Excellent history-as-entertainment drama in ‘Hidden Figures’

Top photo: Splendid performances from Taraji Henson, Octavia Spencer and Janelle Monáe  portraying NASA space visionaries (below) Dorothy Vaughan, Katherine Johnson and Mary Jackson.

Splendid performances from Taraji Henson, Octavia Spencer and Janelle Monáe portraying NASA space visionaries (below) Dorothy Vaughan, Katherine Johnson and Mary Jackson. Press photo

By Wendell Gaa

This year’s Oscar season has reflected a commemoration of Black History Month with the Best Picture nominee “Hidden Figures,” the story of three African-American female mathematicians who played a crucial role in the development of the National Aeronautics Space Administration (NASA).

Like many moviegoers, I was amazed at how “Hidden Figures” was based on the true but often overlooked story of Katherine Goble-Johnson (Taraji P. Henson), Dorothy Vaughan (Oscar winner Octavia Spencer), and Mary Jackson (Janelle Monáe), and how they all overcame racial discrimination to achieve their dreams of becoming professional mathematicians and engineers for NASA, which spearheaded America’s space exploration and research program to better understand the universe.

The three women are employed as computer assistants in 1961 at the racially segregated West Area Computers division of the Langley Research Center in Hampton, Virginia.

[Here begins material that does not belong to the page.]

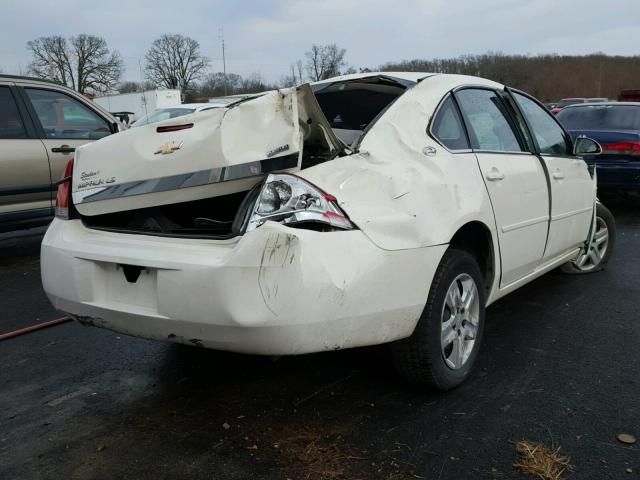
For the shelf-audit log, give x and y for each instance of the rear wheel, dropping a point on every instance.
(595, 257)
(443, 348)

After after the Russians successfully launch a satellite into orbit, pressure is placed on the administration of President John F. Kennedy to send American astronauts into outer space. Katherine is soon tasked to assist the Space Task Group charged with spearheading the astronaut launch program, where she becomes the first African-American to join the team. Unfortunately, because of the “unenlightened” attitude of most of her white colleagues, she is forced to deal with challenges not limited to proving her mathematical skills alone.

The film spends much screen time focusing on Katherine’s trials, but a good amount of time is also allotted to both Dorothy and Mary, who respectively strive to earn a position as an engineering supervisor and to successfully enroll at school to earn an engineering degree. Ultimately, they are all able to personally meet and work with famed U.S. astronaut John Glenn, the first American to successfully orbit the Earth (I had personally seen him signing his autobiography to guests at the Barnes and Noble bookstore just on Fifth Ave. in Manhattan right across the Philippine Consulate in the late 1990s, and to this day, I regret not ever buying his signed book from him at the time).

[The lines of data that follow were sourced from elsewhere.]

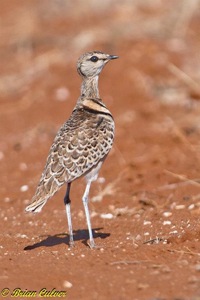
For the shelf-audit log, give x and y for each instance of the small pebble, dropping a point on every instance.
(181, 206)
(167, 222)
(191, 206)
(23, 166)
(147, 223)
(167, 214)
(67, 284)
(106, 216)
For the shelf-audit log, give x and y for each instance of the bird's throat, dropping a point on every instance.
(89, 87)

“Hidden Figures” does a tremendous job in evoking the mood of the early 1960s Kennedy era in America, which aside from the Cold War, was dominated by two other notable events of that period, the Space Race and the Civil Rights Movement. This movie does a rather fine job in interconnecting the two historic political-social movements together, and it is very frustrating to see the hardships which the black mathematicians endure because of the Jim Crow racial segregation laws of the age, affecting mundane everyday matters at work such as having to use “colored” restrooms at faraway office locations.

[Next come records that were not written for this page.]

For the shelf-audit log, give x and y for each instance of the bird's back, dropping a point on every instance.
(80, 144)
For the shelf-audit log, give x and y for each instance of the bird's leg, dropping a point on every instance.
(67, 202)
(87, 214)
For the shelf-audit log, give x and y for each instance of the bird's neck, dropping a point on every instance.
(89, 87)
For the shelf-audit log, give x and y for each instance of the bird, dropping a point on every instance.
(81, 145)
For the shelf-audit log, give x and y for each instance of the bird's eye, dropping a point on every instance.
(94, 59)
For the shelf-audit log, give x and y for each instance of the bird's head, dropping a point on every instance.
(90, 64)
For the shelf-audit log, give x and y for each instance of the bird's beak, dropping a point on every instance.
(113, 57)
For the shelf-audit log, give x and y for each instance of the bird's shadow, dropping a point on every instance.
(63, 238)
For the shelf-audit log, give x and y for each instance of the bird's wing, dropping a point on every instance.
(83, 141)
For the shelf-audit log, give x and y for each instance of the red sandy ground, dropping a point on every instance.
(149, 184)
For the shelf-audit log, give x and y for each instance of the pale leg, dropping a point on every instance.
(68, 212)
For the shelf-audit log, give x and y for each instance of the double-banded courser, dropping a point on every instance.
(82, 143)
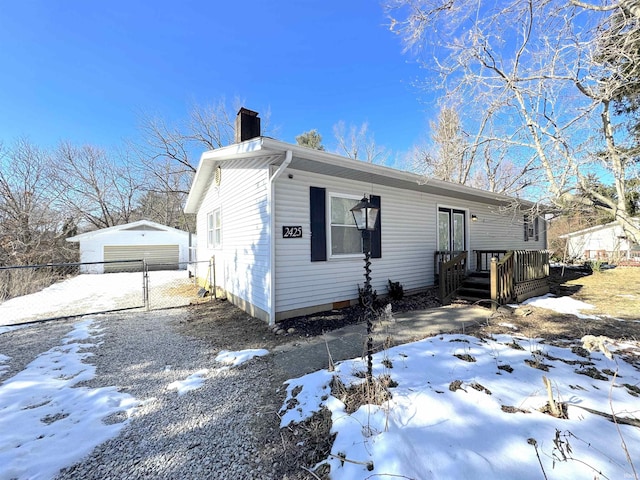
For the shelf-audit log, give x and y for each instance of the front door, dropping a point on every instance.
(451, 230)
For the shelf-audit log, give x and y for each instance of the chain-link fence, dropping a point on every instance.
(31, 293)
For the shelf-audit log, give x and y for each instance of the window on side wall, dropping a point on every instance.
(530, 229)
(345, 237)
(214, 229)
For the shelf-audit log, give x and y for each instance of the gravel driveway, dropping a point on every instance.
(217, 431)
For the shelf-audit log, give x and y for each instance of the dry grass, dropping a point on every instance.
(614, 292)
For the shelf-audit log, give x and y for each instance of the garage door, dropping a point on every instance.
(158, 257)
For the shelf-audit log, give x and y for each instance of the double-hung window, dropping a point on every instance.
(214, 229)
(530, 228)
(346, 239)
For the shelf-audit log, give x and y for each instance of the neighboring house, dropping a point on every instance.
(164, 248)
(276, 218)
(602, 242)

“Hidden Figures” is an excellent “history infotainment” film for everyone, and it was personally refreshing for me to watch a movie set during the Kennedy-era timeline which wasn’t associated with either the Cuban Missile Crisis or his assassination, two aspects of his Camelot administration that have been consistently depicted by Hollywood throughout the past years.

Taraji Henson, Octavia Spencer and Janelle Monáe all perform their character roles splendidly and with conviction, as does Kevin Costner who portrays Al Harrison, the enlightened and progressive-minded director of the NASA Space Task Group; and rising Hollywood movie star Mahershala Ali (Oscar-nominated “Moonlight,” “Luke Cage”), who plays National Guard officer Jim Johnson and Katherine’s would-be lover and husband.